Eh bien, les chansons n'ont pas cessé de venir. Je les entends encore. Tant que je les entends, je me sens obligée de vouloir les partager. Elles sont puissantes. J'ai eu des rêveurs dans ma vie. Mon père, étant un homme noir dans le Sud, et posséder une entreprise, et avoir cinq enfants et une femme qui dépend de toi — il a dû tracer sa propre voie. Mon meilleur ami de Memphis, elle est morte en 2019, mais elle possédait son propre café. C'était toujours un rêve pour elle d'avoir un café, et ce n'était pas facile pour elle. Elle ne gagnait pas beaucoup d'argent, la plupart des gens vont chez Starbucks ! Mais elle a gardé les portes ouvertes. C'était le meilleur endroit pour moi, car j'y ai fait mon premier concert.

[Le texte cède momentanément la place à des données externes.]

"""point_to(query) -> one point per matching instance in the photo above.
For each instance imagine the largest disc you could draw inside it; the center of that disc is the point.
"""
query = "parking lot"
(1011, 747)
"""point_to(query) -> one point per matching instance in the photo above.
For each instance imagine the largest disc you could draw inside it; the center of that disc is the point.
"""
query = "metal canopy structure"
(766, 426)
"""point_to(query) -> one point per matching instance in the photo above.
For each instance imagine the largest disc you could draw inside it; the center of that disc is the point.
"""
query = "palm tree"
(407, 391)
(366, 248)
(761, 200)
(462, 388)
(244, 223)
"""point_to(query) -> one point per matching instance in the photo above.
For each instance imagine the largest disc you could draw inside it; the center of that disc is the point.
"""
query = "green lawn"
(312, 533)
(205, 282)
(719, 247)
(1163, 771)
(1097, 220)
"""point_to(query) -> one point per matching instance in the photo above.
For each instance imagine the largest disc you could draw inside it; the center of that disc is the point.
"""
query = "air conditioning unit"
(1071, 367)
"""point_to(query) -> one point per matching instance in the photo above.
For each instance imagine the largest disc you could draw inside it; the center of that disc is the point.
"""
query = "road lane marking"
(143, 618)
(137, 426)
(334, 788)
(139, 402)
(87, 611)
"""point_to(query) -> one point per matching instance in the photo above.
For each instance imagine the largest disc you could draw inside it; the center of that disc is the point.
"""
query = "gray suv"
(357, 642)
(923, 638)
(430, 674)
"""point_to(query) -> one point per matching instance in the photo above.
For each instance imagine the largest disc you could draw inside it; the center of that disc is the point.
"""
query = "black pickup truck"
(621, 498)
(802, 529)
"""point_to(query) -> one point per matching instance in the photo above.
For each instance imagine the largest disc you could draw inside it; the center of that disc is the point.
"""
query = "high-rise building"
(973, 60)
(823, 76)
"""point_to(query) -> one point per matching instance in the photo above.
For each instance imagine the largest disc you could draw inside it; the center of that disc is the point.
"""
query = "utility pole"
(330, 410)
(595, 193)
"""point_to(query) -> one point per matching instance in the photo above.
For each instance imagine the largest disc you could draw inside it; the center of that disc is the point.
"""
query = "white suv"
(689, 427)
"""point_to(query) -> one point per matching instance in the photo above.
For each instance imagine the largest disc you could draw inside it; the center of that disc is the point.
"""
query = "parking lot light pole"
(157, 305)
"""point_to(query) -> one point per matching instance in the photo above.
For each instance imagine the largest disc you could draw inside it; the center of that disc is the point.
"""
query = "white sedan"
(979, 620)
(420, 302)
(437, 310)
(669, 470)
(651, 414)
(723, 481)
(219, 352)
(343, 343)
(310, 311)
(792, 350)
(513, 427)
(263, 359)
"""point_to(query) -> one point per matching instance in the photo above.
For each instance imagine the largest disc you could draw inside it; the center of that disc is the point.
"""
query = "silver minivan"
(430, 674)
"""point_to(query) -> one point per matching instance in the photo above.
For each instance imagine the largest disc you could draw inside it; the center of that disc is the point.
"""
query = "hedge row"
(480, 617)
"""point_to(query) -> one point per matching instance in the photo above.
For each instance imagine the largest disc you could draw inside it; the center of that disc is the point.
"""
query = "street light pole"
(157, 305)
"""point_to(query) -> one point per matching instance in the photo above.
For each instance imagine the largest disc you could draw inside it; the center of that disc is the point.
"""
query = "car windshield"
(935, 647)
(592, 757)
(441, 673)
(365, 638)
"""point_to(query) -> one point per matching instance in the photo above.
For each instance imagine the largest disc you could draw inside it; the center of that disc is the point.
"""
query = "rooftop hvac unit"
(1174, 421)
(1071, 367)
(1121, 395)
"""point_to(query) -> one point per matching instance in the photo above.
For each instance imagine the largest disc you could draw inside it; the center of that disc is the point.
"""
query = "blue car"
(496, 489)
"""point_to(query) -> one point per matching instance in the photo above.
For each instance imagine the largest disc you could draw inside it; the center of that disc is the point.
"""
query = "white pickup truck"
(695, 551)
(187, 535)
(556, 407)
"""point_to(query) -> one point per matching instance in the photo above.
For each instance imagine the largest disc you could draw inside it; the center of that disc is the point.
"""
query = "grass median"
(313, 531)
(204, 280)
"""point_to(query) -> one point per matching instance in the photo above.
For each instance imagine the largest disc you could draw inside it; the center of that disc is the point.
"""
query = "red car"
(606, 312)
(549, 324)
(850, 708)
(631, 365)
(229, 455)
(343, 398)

Il y a tous ces rêveurs autour de toi, les étoiles qui te gardent motivée et te poussent à croire dans ton rêve — sachant que rêver est plus grand que soi. Ils sont morts en essayant de réaliser leurs rêves, mon père et mon meilleur ami. Avec eux deux, alors qu'ils passaient, j'ai eu la chance d'être là, à les coacher et les aider dans cette transition. Mon père, il m'a dit : « Je sens juste que j'ai échoué, que je n'ai pas fait ce que je voulais faire dans ma vie. » J'ai dit : « De quoi parles-tu ?! Regarde autour ! Tout ce que nous avons, c'est grâce à toi ! » Mon meilleur ami disait : « Je n'ai jamais pu faire avec le café ce que je voulais en faire. » J'ai dit : « Tu rigoles ?! Je ne pourrais même pas jouer de la musique si ce n'était pas pour toi qui me donnait cette scène. »

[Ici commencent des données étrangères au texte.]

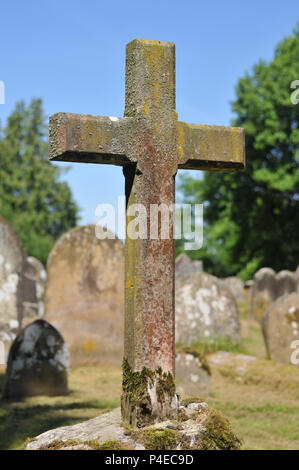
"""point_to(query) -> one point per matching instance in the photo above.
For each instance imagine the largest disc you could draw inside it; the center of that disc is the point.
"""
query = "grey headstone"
(205, 310)
(38, 362)
(184, 265)
(192, 379)
(84, 296)
(235, 285)
(281, 328)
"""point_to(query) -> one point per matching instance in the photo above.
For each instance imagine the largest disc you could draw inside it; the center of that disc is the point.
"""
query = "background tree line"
(251, 218)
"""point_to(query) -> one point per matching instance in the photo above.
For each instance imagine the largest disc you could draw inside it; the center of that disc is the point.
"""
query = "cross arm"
(202, 147)
(89, 139)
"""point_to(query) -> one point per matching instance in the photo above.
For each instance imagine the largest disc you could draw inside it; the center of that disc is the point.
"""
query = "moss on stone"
(219, 434)
(188, 400)
(114, 445)
(137, 405)
(156, 439)
(95, 445)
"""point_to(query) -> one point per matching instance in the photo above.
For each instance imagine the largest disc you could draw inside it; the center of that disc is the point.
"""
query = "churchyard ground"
(262, 405)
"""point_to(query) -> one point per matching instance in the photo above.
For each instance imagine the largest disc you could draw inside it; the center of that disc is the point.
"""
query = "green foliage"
(251, 217)
(33, 199)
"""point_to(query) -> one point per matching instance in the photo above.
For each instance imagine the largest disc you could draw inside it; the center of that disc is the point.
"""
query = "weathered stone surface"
(263, 291)
(200, 428)
(17, 292)
(191, 377)
(205, 310)
(235, 285)
(281, 327)
(38, 362)
(184, 265)
(152, 145)
(84, 297)
(286, 283)
(268, 287)
(35, 283)
(237, 364)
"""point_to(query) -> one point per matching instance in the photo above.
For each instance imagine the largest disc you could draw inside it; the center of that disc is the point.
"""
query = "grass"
(93, 390)
(262, 406)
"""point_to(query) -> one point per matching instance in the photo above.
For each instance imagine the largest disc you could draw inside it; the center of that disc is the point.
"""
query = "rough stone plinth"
(199, 428)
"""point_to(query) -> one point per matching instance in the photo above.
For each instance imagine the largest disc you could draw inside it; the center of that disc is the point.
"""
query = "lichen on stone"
(147, 395)
(219, 434)
(156, 439)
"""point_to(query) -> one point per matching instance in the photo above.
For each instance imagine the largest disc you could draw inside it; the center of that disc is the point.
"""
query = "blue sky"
(71, 53)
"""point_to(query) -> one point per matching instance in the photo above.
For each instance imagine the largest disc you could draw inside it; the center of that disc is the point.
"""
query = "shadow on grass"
(20, 420)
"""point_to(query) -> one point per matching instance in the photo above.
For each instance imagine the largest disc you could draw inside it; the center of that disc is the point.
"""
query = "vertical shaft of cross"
(149, 271)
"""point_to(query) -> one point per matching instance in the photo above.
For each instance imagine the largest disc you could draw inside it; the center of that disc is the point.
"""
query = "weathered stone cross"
(151, 145)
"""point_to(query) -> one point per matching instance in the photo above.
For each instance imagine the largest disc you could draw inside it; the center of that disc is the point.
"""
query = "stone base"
(198, 427)
(148, 396)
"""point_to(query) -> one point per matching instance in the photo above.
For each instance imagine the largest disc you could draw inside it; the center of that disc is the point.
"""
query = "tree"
(38, 205)
(252, 217)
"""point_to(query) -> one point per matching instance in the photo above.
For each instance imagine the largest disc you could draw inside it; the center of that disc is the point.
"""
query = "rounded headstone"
(84, 296)
(263, 291)
(235, 285)
(38, 362)
(205, 310)
(35, 283)
(281, 327)
(286, 283)
(17, 292)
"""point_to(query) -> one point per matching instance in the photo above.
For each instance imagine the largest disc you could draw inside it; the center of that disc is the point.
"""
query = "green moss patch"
(156, 439)
(219, 434)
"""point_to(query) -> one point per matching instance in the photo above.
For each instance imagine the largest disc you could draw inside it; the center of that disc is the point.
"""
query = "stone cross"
(151, 145)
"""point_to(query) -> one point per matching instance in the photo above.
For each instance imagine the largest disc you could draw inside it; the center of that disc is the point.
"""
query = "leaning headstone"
(286, 283)
(235, 285)
(281, 327)
(38, 362)
(205, 310)
(35, 283)
(263, 291)
(192, 374)
(84, 296)
(184, 265)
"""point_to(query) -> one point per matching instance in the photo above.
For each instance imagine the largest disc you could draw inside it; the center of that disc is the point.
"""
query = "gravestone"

Ce que je fais, en m'inspirant de quelqu'un comme Tina Turner ou Dr. King, je sais que ce rêve n'est pas pour moi — il est plus grand que moi. C'est pour la prochaine personne, afin qu'elle puisse venir et que ce soit plus facile pour elle. Savoir cela, et savoir que peu importe quoi, un rêveur, quand il est sur son lit de mort, doit dire : « Je l'ai fait et je ne me suis pas retourné ! » Savoir que ce sont mes motivations, et savoir combien de gens ont traversé des choses folles pour que je puisse rester ici et jouer de la guitare toute la journée — c'est ce qui me fait avancer ! Il y avait des gens qui essayaient littéralement de figure : « Comment vais-je sortir de cette plantation ? » Pour que je puisse être leur petite-fille, pour que je puisse jouer ma musique, tu sais ?
Te souviens-tu de la première chanson que tu as écrite ?
Je me souviens d'avoir entendu une chanson quand j'étais très petite. Juste des arcs-en-ciel et des grenouilles, c'est tout ce dont je me souviens. J'étais dehors à jouer dans le bac à sable, et j'ai juste entendu cette belle voix qui chantait. Quand j'entends les chansons, je commence juste à chanter avec elles.
Natalie Weiner is a writer living in Dallas. Her work has appeared in the New York Times, Billboard, Rolling Stone, Pitchfork, NPR and more.